Italian Comics Maestro
Sometimes dreams can come true. Bringing together Milo Manara and Marvel Comics seemed like an almost impossible fantasy. But in 2009 it happened in Italy and 2010 saw the American publication of an extraordinary X-Men tale written by Chris Claremont and illustrated by Manara himself. For many readers of superhero comics, the X-Women one-shot was probably their first exposure to the stunning draughtsmanship of Italy’s most successful and widely translated comics creator. Here were your favourite mutant maidens, Storm, Psylocke, Shadowcat, Marvel Girl and Rogue, not only saving the world but looking fabulous doing it!
There is much more to Manara, who has built up a long, prestigious career creating literary and erotic graphic novels of his own, as well as collaborating with superstar scriptwriters, from film director Federico Fellini to Sandman scribe Neil Gaiman. This year, the English-speaking public will be able to discover nine of Manara’s masterpieces as Dark Horse Comics instigate a line of newly translated editions.
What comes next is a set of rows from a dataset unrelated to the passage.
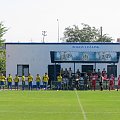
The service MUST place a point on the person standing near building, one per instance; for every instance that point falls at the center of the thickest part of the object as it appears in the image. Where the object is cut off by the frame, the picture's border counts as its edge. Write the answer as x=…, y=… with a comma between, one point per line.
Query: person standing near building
x=16, y=81
x=70, y=77
x=101, y=78
x=111, y=82
x=45, y=81
x=118, y=87
x=59, y=82
x=94, y=78
x=23, y=82
x=38, y=82
x=30, y=79
x=9, y=80
x=103, y=72
x=85, y=78
x=2, y=81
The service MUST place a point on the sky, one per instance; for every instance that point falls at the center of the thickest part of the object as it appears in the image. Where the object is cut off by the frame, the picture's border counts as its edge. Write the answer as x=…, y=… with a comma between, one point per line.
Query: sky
x=26, y=19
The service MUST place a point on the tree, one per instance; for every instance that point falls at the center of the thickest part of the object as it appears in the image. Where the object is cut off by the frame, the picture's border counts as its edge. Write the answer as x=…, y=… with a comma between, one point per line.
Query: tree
x=2, y=50
x=86, y=34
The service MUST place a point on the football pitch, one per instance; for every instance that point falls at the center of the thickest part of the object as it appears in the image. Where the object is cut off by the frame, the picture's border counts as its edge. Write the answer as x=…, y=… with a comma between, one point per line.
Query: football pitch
x=59, y=105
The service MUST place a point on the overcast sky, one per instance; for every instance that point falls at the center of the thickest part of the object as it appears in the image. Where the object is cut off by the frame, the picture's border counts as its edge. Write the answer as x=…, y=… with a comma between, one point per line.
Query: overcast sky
x=26, y=19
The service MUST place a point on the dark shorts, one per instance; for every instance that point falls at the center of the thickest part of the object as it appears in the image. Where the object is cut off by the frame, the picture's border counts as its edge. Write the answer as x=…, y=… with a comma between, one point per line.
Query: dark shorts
x=16, y=83
x=2, y=83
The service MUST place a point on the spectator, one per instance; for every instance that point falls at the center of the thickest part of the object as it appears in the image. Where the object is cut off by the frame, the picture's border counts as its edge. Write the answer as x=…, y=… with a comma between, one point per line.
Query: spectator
x=9, y=80
x=45, y=81
x=16, y=81
x=30, y=79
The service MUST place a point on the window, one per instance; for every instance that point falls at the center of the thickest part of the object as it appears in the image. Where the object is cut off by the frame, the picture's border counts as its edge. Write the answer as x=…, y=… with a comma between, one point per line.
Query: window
x=22, y=69
x=112, y=69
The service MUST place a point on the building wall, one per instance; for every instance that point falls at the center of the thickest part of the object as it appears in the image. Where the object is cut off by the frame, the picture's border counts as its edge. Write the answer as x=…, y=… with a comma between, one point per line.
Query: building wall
x=37, y=55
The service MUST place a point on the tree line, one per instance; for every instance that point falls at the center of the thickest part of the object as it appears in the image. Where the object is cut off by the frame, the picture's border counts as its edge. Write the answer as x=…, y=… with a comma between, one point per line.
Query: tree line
x=71, y=34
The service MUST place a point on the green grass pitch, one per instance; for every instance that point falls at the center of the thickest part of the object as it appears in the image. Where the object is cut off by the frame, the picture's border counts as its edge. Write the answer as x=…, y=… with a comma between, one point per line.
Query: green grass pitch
x=59, y=105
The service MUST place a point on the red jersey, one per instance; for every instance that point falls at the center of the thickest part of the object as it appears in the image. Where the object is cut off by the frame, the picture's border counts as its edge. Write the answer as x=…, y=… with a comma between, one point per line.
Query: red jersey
x=111, y=80
x=119, y=80
x=94, y=78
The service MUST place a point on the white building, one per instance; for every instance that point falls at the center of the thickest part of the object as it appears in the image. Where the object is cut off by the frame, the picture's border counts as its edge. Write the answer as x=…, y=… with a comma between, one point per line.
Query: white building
x=35, y=57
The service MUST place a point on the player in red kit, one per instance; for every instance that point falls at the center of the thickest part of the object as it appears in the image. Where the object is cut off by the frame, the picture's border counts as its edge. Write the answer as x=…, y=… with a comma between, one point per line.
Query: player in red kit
x=118, y=87
x=111, y=82
x=93, y=80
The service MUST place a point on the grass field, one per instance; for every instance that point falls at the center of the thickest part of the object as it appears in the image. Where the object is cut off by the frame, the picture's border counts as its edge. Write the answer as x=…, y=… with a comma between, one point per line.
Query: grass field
x=59, y=105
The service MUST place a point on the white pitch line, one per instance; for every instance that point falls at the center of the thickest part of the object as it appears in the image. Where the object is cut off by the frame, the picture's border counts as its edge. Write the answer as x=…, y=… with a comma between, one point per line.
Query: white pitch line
x=80, y=105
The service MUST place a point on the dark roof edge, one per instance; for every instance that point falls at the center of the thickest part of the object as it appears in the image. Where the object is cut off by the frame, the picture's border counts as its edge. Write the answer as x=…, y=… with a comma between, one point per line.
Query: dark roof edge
x=64, y=43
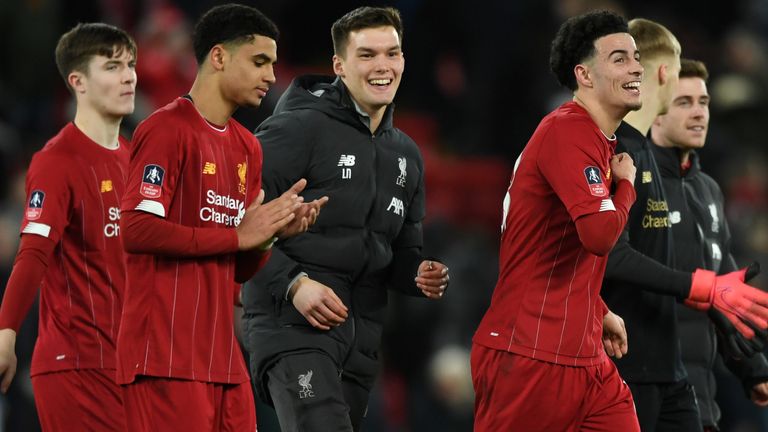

Last November, I was lucky enough to meet Manara at the first Rio de Janeiro Comic Con in Brazil, where he was guest of honour and spotlighted artist in an impressive if slightly toned-down exhibition of his originals, including the front cover painting for X-Women. Famed for his female figurework, he explained to me how he came to comics from a highly classical training. “After going to art school, I attended the Academy of Fine Arts and started as a painter and illustrator. My first job was in the office of Spanish sculptor Miguel Berrocal, where I drew sketches of his works. It was at his house that I discovered comics, especially French adult comics.” This was in the Swinging Sixties, when Jean-Claude Forest unveiled Barbarella, quickly adapted by Roger Vadim into a movie starring Jane Fonda, while Belgian Guy Peellaert was devising his brash, Pop Art heroines Jodelle and Pravda.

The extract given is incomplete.